Expression profile of cell cycle-related genes and ROS metabolism-related genes under low Fe stress
To study whether the inhibitory effect of Fe deficiency on root growth is related to the degree of cell division and differentiation, we combined the transcriptome to analyze the rich expression of cell cycle-related genes (Figure S5A). Cyclin and cyclin-dependent kinase belong to cell cycle control proteins, which play a key role in the process of mitosis .LRP (lateral root primordia) is specifically expressed in adventitious roots and lateral root primordia. It is a transcription factor that regulates root elongation and has strong tissue specificity . Transcriptome analysis showed that under low Fe tress, the expression abundance of these genes was significantly down-regulated (Figure S5A). It indicated that the shortening of roots under low Fe stress might be due to the decrease in the division frequency of cells in the meristematic zone and the shortened cell elongation in the elongation zone.
According to the results in Fig. 5 and Fig. 6, we combined the transcriptome to analyze the expression of key enzyme genes in the ROS metabolic pathway (Figure S5B, C). The respiratory burst oxidase homologous gene (RBOH) encodes NADPH oxidase and plays a key role in the synthesis of ROS . Under low Fe stress, 11 RBOH differentially expressed genes were significantly up-regulated in shoots or roots (Figure S5B). The expression of SOD, CAT, and PDH genes in most shoots and roots increased under low Fe stress, which might be necessary for ROS clearance under low Fe stress (Figure S5C).

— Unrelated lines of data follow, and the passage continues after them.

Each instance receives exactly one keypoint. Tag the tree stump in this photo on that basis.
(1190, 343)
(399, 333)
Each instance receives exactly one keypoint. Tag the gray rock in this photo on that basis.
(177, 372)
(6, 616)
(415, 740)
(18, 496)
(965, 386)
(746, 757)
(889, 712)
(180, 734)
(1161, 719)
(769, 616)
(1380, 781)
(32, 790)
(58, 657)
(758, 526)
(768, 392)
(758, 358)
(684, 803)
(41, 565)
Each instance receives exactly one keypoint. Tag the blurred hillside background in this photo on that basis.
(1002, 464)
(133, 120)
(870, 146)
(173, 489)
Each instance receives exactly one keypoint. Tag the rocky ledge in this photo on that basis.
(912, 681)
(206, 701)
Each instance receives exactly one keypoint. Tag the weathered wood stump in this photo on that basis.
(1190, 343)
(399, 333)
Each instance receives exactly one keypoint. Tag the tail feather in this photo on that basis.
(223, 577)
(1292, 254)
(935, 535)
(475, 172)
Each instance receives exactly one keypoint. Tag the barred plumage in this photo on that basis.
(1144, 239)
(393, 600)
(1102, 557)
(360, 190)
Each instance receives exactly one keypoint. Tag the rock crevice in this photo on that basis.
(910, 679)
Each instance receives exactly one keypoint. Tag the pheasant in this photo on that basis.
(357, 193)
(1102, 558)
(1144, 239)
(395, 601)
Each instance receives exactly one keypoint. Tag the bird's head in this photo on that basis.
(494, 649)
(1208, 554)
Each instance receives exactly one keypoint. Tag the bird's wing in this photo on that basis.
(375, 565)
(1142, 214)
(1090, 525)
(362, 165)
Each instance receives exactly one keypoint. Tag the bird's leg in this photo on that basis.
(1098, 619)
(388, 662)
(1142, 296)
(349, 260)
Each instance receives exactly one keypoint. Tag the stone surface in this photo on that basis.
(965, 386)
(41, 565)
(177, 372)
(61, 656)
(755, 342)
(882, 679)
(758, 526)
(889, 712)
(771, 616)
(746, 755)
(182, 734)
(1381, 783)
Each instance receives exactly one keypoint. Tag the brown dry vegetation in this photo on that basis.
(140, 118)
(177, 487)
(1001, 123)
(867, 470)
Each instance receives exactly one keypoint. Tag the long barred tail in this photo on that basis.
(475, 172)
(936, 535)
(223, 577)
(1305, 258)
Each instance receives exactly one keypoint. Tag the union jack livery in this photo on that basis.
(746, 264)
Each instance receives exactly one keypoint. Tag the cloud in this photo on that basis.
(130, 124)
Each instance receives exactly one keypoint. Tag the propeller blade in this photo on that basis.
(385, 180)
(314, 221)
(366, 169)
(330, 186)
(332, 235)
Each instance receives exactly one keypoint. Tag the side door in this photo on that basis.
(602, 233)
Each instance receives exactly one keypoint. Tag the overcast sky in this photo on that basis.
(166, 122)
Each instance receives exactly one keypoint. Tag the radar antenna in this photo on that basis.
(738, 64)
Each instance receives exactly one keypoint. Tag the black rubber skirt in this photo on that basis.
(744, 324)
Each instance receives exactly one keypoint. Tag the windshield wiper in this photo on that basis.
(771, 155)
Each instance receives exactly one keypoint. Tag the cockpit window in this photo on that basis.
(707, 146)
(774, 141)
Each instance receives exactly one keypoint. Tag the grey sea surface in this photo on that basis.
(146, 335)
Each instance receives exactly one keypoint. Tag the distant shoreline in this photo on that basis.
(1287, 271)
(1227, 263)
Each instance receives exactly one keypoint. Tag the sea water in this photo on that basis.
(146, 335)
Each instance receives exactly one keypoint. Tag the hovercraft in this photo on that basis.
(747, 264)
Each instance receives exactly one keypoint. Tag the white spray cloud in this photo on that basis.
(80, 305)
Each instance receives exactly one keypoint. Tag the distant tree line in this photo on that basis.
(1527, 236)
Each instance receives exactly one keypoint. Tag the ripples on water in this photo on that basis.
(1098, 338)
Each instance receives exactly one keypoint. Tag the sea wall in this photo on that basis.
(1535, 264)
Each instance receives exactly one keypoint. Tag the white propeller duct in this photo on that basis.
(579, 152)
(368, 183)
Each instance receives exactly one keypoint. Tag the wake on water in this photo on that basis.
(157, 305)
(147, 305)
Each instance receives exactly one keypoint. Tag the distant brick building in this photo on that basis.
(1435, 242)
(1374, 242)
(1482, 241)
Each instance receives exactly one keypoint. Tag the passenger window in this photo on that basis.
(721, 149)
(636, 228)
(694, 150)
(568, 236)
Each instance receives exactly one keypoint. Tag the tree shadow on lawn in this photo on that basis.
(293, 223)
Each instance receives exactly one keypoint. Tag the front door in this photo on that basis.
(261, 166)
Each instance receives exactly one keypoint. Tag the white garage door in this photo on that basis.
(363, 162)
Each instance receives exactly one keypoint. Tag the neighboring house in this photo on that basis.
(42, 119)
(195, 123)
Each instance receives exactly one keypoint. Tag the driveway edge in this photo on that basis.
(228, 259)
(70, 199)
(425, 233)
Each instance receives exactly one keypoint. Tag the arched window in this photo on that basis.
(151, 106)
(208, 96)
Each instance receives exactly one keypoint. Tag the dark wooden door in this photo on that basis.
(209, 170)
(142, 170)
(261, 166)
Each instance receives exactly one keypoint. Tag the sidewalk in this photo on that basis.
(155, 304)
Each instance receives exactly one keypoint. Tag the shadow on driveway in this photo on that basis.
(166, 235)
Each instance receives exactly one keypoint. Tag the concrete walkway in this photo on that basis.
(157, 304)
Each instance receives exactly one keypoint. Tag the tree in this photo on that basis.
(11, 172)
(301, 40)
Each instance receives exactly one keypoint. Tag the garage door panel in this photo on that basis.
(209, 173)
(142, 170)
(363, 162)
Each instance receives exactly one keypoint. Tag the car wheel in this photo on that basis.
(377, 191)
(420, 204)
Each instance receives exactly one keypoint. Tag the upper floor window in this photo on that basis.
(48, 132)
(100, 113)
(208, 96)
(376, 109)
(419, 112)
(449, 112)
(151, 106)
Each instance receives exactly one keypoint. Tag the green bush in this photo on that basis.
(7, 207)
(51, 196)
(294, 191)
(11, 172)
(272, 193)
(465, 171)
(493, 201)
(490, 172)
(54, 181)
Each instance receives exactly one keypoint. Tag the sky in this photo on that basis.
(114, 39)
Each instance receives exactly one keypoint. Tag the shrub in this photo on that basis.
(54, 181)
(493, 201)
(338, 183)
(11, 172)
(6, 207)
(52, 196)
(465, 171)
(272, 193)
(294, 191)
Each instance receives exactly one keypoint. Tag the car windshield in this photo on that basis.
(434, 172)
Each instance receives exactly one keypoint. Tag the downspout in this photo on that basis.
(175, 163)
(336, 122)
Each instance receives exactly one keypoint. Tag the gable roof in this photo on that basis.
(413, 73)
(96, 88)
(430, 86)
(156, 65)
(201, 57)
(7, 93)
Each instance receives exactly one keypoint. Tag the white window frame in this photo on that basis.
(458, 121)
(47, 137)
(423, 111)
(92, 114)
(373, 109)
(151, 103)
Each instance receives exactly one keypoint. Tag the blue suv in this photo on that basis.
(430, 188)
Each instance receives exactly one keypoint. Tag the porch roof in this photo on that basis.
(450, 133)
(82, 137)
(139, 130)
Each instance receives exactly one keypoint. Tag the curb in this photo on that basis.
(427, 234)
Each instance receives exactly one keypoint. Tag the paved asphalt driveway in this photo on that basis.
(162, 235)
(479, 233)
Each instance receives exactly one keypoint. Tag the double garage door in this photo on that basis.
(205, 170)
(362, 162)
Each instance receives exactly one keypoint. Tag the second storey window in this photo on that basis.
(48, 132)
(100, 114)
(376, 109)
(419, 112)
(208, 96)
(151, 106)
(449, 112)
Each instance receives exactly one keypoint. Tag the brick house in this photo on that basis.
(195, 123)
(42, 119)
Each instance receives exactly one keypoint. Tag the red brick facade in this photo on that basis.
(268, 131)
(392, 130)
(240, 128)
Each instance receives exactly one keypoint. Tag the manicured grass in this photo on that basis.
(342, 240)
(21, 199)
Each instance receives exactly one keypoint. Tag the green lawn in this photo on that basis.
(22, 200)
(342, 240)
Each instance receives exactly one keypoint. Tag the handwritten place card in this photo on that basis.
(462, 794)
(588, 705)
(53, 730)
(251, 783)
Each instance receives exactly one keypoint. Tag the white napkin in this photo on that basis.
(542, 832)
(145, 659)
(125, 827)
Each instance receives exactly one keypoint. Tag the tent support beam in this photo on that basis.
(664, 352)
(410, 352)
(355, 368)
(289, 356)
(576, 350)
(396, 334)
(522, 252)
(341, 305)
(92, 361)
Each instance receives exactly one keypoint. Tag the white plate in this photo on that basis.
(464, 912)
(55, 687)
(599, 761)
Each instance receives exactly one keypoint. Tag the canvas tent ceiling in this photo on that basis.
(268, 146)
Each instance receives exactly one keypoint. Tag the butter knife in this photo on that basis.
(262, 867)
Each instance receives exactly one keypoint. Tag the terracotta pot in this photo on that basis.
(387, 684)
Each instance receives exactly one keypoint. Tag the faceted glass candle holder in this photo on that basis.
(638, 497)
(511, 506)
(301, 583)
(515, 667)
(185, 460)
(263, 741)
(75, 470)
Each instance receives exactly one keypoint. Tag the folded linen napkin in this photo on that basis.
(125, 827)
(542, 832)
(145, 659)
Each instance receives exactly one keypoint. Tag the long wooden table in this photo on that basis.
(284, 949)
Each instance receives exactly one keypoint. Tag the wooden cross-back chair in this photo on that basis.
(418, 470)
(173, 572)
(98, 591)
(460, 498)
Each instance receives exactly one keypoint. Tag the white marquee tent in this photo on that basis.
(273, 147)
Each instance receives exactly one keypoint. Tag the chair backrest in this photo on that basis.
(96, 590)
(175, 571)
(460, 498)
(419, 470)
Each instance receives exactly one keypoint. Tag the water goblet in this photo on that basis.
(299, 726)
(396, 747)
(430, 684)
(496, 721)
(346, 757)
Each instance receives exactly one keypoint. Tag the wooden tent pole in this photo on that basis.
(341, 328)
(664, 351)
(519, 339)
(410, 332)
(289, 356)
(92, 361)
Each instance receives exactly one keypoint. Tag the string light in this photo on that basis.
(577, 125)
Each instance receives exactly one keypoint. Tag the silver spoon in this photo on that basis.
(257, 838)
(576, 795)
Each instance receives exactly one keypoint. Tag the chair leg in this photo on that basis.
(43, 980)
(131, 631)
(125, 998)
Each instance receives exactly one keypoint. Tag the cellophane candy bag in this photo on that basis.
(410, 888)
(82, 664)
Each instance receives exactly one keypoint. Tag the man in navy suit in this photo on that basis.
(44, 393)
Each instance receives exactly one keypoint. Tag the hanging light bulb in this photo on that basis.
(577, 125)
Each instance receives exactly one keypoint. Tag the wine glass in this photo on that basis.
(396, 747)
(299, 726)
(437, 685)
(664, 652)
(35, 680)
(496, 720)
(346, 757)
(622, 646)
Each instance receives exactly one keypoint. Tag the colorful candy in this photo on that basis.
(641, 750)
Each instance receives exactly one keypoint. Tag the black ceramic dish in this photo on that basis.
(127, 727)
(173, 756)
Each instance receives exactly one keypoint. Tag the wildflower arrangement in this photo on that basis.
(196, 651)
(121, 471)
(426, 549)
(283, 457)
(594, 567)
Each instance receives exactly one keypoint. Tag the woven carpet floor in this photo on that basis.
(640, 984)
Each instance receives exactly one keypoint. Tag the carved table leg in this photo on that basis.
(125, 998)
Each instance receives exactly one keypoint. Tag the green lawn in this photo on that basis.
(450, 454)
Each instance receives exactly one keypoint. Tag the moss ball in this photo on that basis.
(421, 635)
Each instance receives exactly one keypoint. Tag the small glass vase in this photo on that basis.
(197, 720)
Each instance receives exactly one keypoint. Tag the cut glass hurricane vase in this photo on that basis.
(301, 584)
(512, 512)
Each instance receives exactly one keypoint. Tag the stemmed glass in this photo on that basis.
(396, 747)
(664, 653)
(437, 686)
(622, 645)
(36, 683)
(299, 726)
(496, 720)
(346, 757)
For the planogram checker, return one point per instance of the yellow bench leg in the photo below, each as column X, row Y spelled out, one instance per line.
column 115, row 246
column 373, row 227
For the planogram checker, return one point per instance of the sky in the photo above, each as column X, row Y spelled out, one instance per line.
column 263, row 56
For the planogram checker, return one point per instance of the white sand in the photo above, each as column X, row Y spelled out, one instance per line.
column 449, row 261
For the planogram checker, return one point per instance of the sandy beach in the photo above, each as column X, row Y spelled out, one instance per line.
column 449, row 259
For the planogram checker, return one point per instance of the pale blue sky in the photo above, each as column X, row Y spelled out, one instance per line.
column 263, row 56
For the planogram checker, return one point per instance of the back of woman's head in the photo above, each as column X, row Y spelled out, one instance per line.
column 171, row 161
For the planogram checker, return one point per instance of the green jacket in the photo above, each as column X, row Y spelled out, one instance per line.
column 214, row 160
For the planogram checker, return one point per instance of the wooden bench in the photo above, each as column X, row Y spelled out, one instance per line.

Gene co-expression network analysis
In allohexaploid wheat, multiple copies of genes are ubiquitous. Therefore, the identification of core genes is an important prerequisite for understanding the molecular mechanisms of important agronomic traits. The systematic analysis of the transcriptional response of genes related to Fe uptake and transport under low Fe tress will help us to fully understand the adaptation mechanism of plants to Fe-deficiency stress. To identify the core members of genes related to Fe uptake and transport, we constructed a gene co-expression network (Figure S6A). The results showed that some Fe2+ absorption and transport related genes TaIRT1b-4A and plant siderophores related genes such as TaNAS2-6D, TaNAS1a-6A, TaNAS1-6B and TaNAAT1b-1D were identified as core target genes, which might play a key role in plant response to low Fe stress (Figure S6A).